The duo began working on the project shortly after Italy’s lockdown, forced to return to their family homes in Puglia and Lombaria respectively. After a week of isolation, Federico reached out to Sofia, suggesting they work on a project to pass the time. Initially filming themselves for a ‘quarantine diary’, they soon realised this approach was too restrictive because their role as directors, whose comfort zone is behind the camera, was not effective enough. Working on a way to fix this, the duo realised they actually had two subjects to film: Federico’s brother Andrea and Sofia’s sister Alice. After completing a camera test with their siblings, they knew they had a perfect solution. 

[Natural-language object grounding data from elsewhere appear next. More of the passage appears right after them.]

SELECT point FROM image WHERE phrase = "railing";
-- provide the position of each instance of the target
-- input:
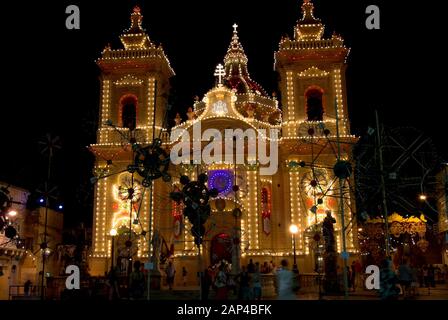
(18, 292)
(316, 44)
(133, 54)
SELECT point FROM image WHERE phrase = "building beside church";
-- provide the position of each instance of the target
(313, 127)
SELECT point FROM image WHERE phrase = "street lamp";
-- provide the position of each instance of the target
(294, 230)
(113, 233)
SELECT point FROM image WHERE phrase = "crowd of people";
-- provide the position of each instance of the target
(404, 280)
(407, 278)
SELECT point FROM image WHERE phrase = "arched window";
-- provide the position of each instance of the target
(314, 104)
(129, 111)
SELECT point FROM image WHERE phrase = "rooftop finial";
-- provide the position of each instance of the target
(135, 37)
(309, 27)
(220, 73)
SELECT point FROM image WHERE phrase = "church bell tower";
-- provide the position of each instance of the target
(133, 98)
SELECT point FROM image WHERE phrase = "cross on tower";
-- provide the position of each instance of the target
(220, 72)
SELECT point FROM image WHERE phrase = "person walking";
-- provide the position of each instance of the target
(114, 292)
(244, 284)
(388, 281)
(285, 281)
(256, 282)
(405, 277)
(221, 284)
(136, 282)
(431, 276)
(26, 287)
(170, 274)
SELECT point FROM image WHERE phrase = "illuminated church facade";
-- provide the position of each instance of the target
(310, 118)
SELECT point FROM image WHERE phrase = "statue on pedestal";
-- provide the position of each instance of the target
(177, 119)
(330, 256)
(191, 114)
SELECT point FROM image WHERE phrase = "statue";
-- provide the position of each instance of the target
(328, 232)
(177, 119)
(250, 110)
(155, 274)
(156, 243)
(330, 256)
(190, 114)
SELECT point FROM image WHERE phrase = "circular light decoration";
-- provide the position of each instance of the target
(129, 189)
(220, 108)
(221, 180)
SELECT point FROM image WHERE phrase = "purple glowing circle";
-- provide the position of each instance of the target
(222, 180)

Federico Mazzarisi comments: “At that time, Great Guns was encouraging me and my colleagues to create content during lockdown and that’s how we started this collaboration. I prepared a pitch and treatment with Sofia, sent the documents to my producers, and they gave us the green light – good to shoot!”

Federico and Sofia then worked on the script, gradually defining how to tell the story scene by scene and borrowing from their own experiences. The duo learned to observe and craft their direction from the day-to-day events that affected the country, unable to predict how things would change in the future. Due to the age of their subjects, Federico and Sofia wanted the film to have a teenage perspective, with a natural element also central to the narrative. Fortunate enough to live in rural locations, the directors used the backdrop of gardens and trees to portray a delicate but genuine depiction of the crisis through the eyes of two teenagers.

Due to restrictions, Federico and Sofia built a team that worked from a distance whilst filming on their own – choosing the right equipment, shooting without lighting, and operating with no technical support. Wanting the short to have a raw, authentic feel, they worked hard to establish a visually poetic aesthetic with a dense colour saturation. Ultimately, Learning From The Wind creates a film-within-a-film. The characters’ own movie, which starts when Federico and Sofia’s finishes, becomes both a game and a way of dealing with isolation. 

Sofia Rivolta comments: “We wanted to explore the evolution of relationships and friendships during this delicate historical moment. So many adults, like us, found themselves locked in their houses, trapped in their hometowns. Like teenagers, they went back in time, finding themselves far from their usual lives, partners, and friends. This film – as it is for our characters – is an escape and a way to feel closer and connected to people and each other again.”

Federico adds: “The making of Learning From The Wind was unique and unexpected. The development of the project, however, came very naturally – we played with what we had. There are certain jobs, like ours, that rely on teamwork and this time we were by ourselves. It was complicated but we found solutions, shooting a film that we hope is beautiful and meaningful today as we are still locked in our homes – and hopefully that can lead us to a new beginning tomorrow.”